Fredrik fue al puesto del pescado con bastante gente arremolinada alrededor y cogió número. Calculé que por lo menos tardarían media hora en despacharle. Él también debió de pensarlo y sacó un papel del bolsillo, seguramente la lista de la compra, la leyó, volvió a guardarla, fue hasta la sección del aceite y cogió dos botellas, a continuación sacó las camisas y se quedó mirándolas como si quisiera hipnotizarlas e hizo girar el carro con decisión para desandar el camino. Habría jurado que iba a cambiarlas o a deshacerse de ellas porque de pronto no querría llevar las mismas camisas que el otro. Habría caído en un sentimiento de confraternización que había llevado demasiado lejos o las habría cogido para deshacerse de su amigo lo antes posible.
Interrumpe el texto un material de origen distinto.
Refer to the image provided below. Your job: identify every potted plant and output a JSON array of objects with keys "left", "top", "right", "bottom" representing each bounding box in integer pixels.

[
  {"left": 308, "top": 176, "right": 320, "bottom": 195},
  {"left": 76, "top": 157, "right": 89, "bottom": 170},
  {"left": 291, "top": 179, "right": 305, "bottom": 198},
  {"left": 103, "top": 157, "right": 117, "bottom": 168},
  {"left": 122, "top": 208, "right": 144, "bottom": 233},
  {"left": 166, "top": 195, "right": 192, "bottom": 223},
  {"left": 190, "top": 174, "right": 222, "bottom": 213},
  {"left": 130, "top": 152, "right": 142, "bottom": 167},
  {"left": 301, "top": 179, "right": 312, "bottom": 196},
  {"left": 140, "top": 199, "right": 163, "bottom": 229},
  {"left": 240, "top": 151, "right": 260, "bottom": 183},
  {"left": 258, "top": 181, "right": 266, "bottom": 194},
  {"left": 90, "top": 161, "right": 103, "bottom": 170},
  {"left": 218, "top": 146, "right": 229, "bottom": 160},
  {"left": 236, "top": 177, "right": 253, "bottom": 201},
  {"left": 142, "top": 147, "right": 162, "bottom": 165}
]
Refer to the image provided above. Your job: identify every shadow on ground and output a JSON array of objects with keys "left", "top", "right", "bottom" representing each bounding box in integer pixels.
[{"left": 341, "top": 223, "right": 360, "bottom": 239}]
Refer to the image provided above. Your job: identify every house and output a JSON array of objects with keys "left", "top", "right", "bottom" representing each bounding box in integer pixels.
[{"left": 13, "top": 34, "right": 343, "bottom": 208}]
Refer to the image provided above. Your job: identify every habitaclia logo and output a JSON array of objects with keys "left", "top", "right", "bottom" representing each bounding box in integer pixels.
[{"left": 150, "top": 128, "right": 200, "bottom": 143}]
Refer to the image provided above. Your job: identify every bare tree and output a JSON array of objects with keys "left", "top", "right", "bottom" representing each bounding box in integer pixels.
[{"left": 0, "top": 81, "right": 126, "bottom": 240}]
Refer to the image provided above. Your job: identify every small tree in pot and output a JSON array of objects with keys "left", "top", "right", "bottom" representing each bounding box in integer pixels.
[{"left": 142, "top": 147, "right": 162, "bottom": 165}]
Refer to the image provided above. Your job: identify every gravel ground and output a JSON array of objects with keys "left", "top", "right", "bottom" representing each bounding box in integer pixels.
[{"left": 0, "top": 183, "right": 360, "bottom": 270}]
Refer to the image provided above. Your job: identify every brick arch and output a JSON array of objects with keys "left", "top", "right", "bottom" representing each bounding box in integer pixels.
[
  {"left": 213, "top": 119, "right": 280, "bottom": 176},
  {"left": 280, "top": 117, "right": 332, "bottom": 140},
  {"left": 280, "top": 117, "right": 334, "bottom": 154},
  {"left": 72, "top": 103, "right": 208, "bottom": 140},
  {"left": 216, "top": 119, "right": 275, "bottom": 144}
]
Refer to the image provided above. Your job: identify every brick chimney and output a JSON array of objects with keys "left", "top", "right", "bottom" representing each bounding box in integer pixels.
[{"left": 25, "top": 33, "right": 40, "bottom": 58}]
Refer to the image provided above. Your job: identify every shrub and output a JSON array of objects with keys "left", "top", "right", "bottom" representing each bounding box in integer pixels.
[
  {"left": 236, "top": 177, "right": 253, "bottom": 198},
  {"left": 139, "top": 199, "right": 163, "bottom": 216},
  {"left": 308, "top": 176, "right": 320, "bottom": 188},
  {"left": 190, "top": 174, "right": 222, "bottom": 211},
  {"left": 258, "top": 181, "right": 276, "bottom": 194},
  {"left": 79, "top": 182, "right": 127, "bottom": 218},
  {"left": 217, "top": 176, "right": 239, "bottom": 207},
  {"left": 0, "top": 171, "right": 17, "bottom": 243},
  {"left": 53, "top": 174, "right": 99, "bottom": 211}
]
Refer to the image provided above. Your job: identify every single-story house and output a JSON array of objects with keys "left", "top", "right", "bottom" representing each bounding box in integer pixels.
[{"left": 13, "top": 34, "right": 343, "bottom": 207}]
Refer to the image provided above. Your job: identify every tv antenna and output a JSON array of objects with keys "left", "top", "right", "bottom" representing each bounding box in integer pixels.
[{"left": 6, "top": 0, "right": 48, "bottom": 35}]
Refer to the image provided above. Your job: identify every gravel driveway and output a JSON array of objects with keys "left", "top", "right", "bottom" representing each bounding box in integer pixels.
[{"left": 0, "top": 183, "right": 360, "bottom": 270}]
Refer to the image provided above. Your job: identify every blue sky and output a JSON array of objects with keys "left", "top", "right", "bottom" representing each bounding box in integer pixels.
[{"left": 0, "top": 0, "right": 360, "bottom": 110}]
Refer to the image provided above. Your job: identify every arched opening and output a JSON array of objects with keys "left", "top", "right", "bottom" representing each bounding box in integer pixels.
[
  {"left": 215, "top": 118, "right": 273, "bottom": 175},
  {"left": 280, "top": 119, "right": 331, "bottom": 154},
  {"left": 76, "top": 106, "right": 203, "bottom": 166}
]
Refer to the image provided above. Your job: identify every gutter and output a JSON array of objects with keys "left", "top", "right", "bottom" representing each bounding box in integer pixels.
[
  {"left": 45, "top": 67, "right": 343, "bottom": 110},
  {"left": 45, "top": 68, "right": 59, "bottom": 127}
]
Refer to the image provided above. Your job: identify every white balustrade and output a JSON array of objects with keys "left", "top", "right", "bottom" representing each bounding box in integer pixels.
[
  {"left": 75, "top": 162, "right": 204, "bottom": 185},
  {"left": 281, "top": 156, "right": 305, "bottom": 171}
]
Llegué antes que él y me situé detrás de unas toallas de playa colgadas todo lo largas que eran para que se apreciaran bien los dibujos. Las camisas eran la oferta estrella y estaban revueltas en un expositor. Fredrik sacó las suyas del carro y las dejó allí y se quedó mirando el resto de las que había y entonces me vi impulsado a decirle desde detrás de las toallas: «Sé quién eres. Eres Fredrik Christensen y te voy a coger, pero primero voy a coger a la enfermera Karin».
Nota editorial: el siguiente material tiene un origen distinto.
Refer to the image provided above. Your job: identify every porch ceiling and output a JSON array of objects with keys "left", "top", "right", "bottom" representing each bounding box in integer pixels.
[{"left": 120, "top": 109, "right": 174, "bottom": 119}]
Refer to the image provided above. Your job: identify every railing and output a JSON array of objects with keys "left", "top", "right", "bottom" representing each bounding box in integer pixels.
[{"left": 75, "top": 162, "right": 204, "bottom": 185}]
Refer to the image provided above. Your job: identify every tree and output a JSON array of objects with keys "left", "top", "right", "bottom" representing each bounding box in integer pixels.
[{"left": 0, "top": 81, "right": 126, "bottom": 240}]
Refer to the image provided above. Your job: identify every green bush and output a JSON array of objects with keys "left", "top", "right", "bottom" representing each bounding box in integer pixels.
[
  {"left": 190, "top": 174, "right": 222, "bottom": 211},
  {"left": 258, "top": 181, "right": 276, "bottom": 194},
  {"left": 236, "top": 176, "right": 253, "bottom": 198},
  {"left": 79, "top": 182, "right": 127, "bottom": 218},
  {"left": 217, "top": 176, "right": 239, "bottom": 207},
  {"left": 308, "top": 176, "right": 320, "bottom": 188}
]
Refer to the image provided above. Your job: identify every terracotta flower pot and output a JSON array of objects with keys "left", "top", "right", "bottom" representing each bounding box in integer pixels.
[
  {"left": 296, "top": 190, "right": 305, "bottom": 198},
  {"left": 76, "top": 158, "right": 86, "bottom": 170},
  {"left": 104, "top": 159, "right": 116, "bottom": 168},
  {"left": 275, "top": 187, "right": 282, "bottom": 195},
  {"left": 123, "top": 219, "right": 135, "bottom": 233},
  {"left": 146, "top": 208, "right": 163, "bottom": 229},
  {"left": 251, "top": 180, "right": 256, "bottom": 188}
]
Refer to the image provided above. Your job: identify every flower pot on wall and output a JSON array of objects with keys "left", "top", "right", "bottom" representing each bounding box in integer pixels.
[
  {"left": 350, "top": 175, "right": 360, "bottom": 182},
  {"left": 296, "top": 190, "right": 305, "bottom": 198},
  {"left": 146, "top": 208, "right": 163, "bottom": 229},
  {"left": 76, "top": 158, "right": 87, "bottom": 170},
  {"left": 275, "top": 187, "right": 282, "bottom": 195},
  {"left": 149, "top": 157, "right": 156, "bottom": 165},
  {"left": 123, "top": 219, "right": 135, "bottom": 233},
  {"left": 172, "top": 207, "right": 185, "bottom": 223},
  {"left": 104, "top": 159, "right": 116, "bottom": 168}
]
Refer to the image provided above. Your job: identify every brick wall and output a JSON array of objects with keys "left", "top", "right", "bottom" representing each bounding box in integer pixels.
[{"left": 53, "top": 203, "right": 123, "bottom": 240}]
Una vez dicho esto me quedé con las ganas de haber dicho algo más, de soltar un poco del veneno que me había subido a la garganta, pero era mejor ser escueto y frío y dejar que su mente trabajara.
Exactamente como me habría ocurrido a mí, se quedó paralizado unos segundos, sin reaccionar, sin saber dónde mirar a pesar de que la voz le había llegado por detrás. Debía de llevar demasiado tiempo sin recibir ningún susto y con la guardia baja. El problema es que me costó trabajo girar el carro por esa tendencia que tienen los carros de los supermercados de irse hacia un lado, quizá debería haberlo abandonado allí, pero no reaccioné a tiempo y cuando me di cuenta lo tenía a unos metros. Venía detrás, no quería volverme para que no me viera la cara, pero sentía que era él, y lo supe con certeza cuando al apretar el paso también lo apretó él, su carro sonaba como un tren descarrilando. También el mío, corría lo que podía para escapar de su enorme zancada, aunque yo tenía la ventaja de que mi cabeza no sobresalía, de que podía desaparecer entre los tambores de detergente. Así que abandoné el carro donde pude y me escondí tras una montaña de libros. Oí alejarse el traquetear de su carro y me escabullí hacia la salida. Me metí en el coche y esperé mientras me limpiaba el sudor y me serenaba. Aún no había llegado el momento de tomarme la pastilla de nitroglicerina que siempre llevaba en el bolsillo de la camisa.
Tardó casi una media hora más en salir, metió la compra en el maletero (por lo que se veía ni por un suceso de este calibre pensaba romper su programa) con la cara desencajada y una mirada despiadada. Me sentía más dueño de mí que nunca. Haría las cosas a mi manera. Me dejaría llevar por la intuición y la experiencia. Yo estaba en el fin del mundo y cuando llega el fin del mundo ya nada vale lo que valía antes. Seguramente no era prudente el paso que acababa de dar, pero por otro lado quería sacarle de sus casillas y que se pusiera en movimiento, y en cualquier caso, lo hecho hecho estaba.
Ahora debía ser prudente y seguirle a más distancia porque aunque no me conocía podría detectarme como una presencia non grata.
Subimos al Tosalet, pero no fuimos a Villa Sol, sino a otra villa, a unos trescientos metros, que no tenía nombre, sólo el número 50. Aparqué bastante más abajo y cuando vi que a la hora no salía, me marché. Teniendo localizado este lugar sería cuestión de poco tiempo enterarme de quién vivía aquí. Con toda seguridad, uno de ellos.